36The Respondent relies on an IE conducted by Dr. Gordon (physiatry) on June 1, 2023, and Dr. Syed (psychologist), on July 31, 2024 and an in-home occupational therapy assessment by Mr. Atul A. Kaul (occupational therapist), on May 11, 2023.The Respondent notes that both doctors concluded that the Applicant did not satisfy the test demonstrating entitlement to NEBs.
37Further, in the in-home occupational therapy assessment, the applicant reported that his status in regard to his abilities remain as they were prior to the motor vehicle accident of January 28, 2023.
38As the Applicant has not provided evidence or submissions that allow me to conduct the necessary analysis to establish if they are entitled to NEB, I find that they have not met their onus.
39Therefore, I find on a balance of probabilities that the Applicant is not entitled to NEB.
Interest
40As no treatment is payable, pursuant to s. 51 of the Schedule, no interest applies.
Award
41I find no award is owing.
42The applicant sought an award under s. 10 of Reg. 664. They submitted that the Respondent's actions in delaying or withholding payments were unjustified, causing unnecessary financial hardship to the Applicant. Further, that the insurer is expected to handle claims in good faith and provide timely compensation when benefits are due. By failing to do so, the Respondent has not only breached its statutory duty but has also acted contrary to the consumer protection principles underlying Ontario’s accident benefits scheme. The Applicant submits they are therefore entitled to a special award to penalize the Respondent's conduct and ensure compliance with fair claims-handling practices.

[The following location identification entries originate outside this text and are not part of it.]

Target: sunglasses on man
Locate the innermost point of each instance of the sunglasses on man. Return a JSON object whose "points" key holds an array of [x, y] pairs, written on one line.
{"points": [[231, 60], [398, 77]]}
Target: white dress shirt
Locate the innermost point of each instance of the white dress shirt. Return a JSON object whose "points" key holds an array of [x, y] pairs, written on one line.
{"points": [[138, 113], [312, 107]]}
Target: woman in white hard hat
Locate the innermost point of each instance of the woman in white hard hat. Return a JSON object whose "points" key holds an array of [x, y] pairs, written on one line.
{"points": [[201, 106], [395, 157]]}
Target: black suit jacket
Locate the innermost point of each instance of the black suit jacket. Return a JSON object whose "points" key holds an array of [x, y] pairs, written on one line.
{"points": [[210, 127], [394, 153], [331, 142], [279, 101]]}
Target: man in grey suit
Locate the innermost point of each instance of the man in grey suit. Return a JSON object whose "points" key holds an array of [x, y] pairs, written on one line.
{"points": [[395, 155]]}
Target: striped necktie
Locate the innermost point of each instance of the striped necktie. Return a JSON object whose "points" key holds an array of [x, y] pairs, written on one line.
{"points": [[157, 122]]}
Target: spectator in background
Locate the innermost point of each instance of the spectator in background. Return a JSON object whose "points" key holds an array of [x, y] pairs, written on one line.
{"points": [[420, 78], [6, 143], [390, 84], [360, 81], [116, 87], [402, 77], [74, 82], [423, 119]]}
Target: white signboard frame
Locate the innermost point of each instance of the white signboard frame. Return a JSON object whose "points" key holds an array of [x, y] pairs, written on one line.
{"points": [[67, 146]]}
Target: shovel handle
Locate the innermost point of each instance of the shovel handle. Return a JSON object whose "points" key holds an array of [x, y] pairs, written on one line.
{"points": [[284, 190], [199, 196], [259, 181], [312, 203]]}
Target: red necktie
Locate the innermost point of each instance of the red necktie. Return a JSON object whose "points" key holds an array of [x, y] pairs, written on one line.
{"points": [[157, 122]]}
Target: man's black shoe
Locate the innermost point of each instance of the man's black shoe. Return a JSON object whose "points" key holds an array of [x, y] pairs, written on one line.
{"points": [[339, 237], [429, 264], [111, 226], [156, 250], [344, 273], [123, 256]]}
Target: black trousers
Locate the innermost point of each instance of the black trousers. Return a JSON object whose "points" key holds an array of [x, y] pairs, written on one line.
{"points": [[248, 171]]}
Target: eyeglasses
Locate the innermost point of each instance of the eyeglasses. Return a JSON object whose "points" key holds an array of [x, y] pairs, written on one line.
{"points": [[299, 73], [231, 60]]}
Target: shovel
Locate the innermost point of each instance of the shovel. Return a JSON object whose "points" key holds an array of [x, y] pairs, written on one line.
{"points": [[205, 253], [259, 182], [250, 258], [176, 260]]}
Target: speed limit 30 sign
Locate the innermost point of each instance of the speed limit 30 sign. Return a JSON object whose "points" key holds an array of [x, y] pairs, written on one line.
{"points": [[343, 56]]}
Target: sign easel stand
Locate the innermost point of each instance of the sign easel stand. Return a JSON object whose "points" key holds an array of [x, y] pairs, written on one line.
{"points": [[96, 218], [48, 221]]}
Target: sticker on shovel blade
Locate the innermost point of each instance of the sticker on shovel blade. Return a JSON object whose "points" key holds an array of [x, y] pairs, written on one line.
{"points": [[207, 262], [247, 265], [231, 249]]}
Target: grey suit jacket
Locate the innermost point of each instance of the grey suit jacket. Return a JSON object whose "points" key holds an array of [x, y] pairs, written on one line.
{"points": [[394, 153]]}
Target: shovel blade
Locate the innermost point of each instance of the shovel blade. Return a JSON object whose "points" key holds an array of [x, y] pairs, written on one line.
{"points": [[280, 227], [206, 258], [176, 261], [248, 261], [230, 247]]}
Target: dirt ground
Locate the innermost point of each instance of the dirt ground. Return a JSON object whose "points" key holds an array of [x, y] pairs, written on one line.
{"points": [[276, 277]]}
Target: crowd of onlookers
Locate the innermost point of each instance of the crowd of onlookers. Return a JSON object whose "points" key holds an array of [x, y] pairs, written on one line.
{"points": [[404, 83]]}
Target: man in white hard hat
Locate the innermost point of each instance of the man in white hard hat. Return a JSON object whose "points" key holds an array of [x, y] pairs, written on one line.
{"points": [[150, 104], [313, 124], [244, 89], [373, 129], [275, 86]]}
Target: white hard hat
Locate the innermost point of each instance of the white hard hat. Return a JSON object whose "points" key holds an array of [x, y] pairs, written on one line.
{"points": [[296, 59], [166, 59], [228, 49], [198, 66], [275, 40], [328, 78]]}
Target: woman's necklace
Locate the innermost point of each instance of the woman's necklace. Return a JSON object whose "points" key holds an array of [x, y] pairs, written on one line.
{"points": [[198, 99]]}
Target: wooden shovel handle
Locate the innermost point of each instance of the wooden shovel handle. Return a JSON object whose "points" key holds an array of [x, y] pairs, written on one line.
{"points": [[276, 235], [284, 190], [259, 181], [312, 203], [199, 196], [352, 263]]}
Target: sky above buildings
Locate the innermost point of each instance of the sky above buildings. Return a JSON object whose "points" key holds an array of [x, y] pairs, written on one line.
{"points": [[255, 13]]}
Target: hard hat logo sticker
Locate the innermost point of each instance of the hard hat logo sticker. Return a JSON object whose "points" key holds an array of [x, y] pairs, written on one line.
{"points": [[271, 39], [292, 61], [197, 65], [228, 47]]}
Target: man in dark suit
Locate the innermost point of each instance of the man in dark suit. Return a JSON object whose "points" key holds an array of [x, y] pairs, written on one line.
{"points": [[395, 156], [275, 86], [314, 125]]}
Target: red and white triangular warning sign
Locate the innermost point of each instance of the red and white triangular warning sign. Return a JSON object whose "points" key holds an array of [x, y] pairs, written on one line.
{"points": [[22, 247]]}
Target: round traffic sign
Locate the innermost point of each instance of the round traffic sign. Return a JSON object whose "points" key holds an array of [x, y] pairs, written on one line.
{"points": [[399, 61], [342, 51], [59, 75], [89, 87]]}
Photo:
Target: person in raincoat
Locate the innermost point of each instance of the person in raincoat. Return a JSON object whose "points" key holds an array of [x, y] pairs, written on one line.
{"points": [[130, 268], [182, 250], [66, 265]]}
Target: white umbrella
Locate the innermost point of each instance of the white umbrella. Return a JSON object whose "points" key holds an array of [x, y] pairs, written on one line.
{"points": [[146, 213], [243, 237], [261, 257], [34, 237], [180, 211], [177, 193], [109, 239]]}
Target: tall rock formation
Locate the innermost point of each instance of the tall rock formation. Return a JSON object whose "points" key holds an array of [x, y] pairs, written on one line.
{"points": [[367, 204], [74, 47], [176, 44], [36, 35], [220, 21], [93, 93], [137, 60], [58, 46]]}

43The Applicant did not point me to evidence to establish the Respondent’s unreasonable withholding or delaying of benefits in their written submissions.
44The Respondent submits that the Applicant is not entitled to a special award. Further, that the Applicant failed to produce particulars of the log notes, medical documentation and other production requests, as ordered in the case conference report and order. Further, that it promptly scheduled multiple examinations to medically assess the file.
45The Respondent relies on J. G. v Travelers Canada, 2018 CanLII 76431 (ON LAT), which held that, "unreasonable withholding or delaying of benefits is “behavior by an insurer which was excessive, imprudent, stubborn, unyielding or immoderate, in withholding or delaying payments.” An award is not punishment because of differing view of the file.
46I do not find the Applicant has pointed me to evidence which would establish the Respondent’s unreasonable withholding or delaying of payments, nor of their excessive, imprudent, stubborn, unyielding or immoderate behaviour.
47Therefore, no award is owing,
ORDER
48I find that the Applicant is not removed from the MIG.
49I find that the Applicant is not entitled to NEB.
50I find that the Applicant is not entitled to the plans in dispute as they have not been removed from the MIG.
51I find that the Applicant is not entitled to interest.
52I find that the Applicant is not entitled to an award.